This Mentoring Toolkit has been developed by youth workers in Kenya, Nigeria and South Africa with two aims: 

  1. To inspire you and give you the tools to start or improve mentoring for girls in your own youth clubs 
  2. To act as a template that you can adapt for mentors in your youth projects 

This Mentoring Toolkit contains simple and enjoyable worksheets and tools which are informed by the character trait journey that mentees explore during their time at your youth club. An individual’s character is the unique set of personal traits and skills that guides their behaviour.

This is a template you can adapt for your own organisation. Some parts are fixed while others have reflections to help mentors in their conversations with mentees. The Mentoring Coordinator/Lead should orient the mentors in using this guide and how to use it as inspiration for creating one for their own organisation.

This toolkit is not intended to be an instructional manual, telling you exactly how to deliver your sessions, but to be used together with your mentee as a point of reference where you can select different sheets each week, explore the links to a pool of resources and decide how they can be used for each unique session. The worksheets can be used in any order. You do not need to complete every single activity of each section, but we highly encourage you to cover all the different topics of this journey throughout your mentoring relationship.

Mentoring Journey: Mumbi’s story

Mumbi was very excited when she received her admission letter to study finance at university. This was a dream come true as she wanted to be an accountant in the future. Mumbi grew up in another town, which meant living in a different city and she was very nervous. In her first week at the university, Mumbi heard of a mentoring programme from a friend. What was this all about? Being very curious, she decided to find out more. As the program seemed like a great idea, she signed up. Mumbi liked the idea of having an experienced friend to walk hand in hand with through campus life. Being in a new city and making new friends alongside her studies was quite overwhelming.

Mumbi still remembers how her mentor, Irene, welcomed her with a warm smile on their first meeting. “I am excited to meet you Mumbi!” she said. Mumbi felt at ease, and they got to know each other. Irene had just finished her MBA and worked as an accountant in the central bank. Mumbi couldn’t believe this! She was inspired and greatly admired her. Irene asked how often she wanted to meet and Mumbi was impressed by her dedication to helping her. They agreed to meet every week.

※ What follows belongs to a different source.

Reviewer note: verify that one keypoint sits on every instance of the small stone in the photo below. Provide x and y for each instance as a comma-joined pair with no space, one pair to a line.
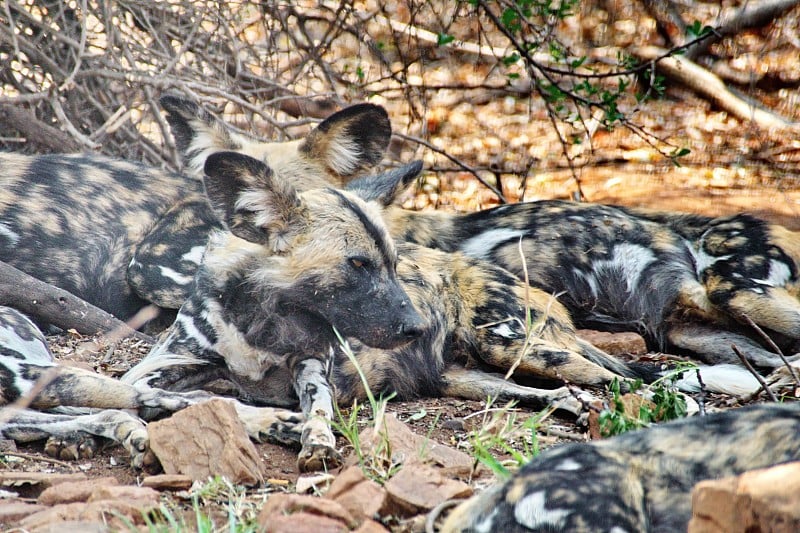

Through Irene’s caring and listening attitude, Mumbi felt she could trust her, and they became friends. She shared the challenges she was going through in her personal and academic life, and Irene listened and gave advice. She helped Mumbi reflect on decisions and always asked what she wanted to achieve in life. Irene encouraged Mumbi and held her accountable for fulfilling the goals she set during their mentoring sessions.

Irene was very supportive throughout her campus life. Mumbi remembers one time she failed a subject and was greatly distressed, as she was always top of her class and had never failed before. She had thought that she would be disappointed after sharing this with her mentor. Instead, Irene was very understanding. She went on to explain to Mumbi that failure was normal and that she should be grateful for this learning opportunity. She was also very understanding with other people when they failed. Mumbi felt encouraged, revised the subject better and when she redid the exam, she passed.

Mumbi says she could write many pages of the lessons she has learnt from her mentor and how she has helped her, but she only wishes to share a few. It’s now been more than ten years since Mumbi finished university and got a job as an accountant. Irene is still her mentor and a great friend. What they have is a lifetime relationship. She still calls Irene and asks for her advice and Irene goes out of her way to find the time. Mumbi is very grateful for this. How would she have gone through campus without a mentor? How would she have transitioned from school to work without her advice? Would Mumbi feel confident in herself as she does now? Would she have had the courage to make life decisions? Would she be sharing her journey with you today?

Irene greatly influenced Mumbi in many ways, one of which is her passion for mentoring. She loves mentoring young women like Irene mentored her. She likes learning about mentoring and being involved in developing guides like this one. She believes in mentoring as she can see how it has helped and is still helping her grow. Mumbi would like to be a great mentor like Irene; for this to happen she needs to constantly learn and improve her mentoring skills. As one of her friends says, her dream is to “Rise as I lift others through mentoring.”

Reflection Questions 

  • Do you currently mentor young women, either formally or informally?
  • How would you define mentoring?
  • How does your organisation define mentoring?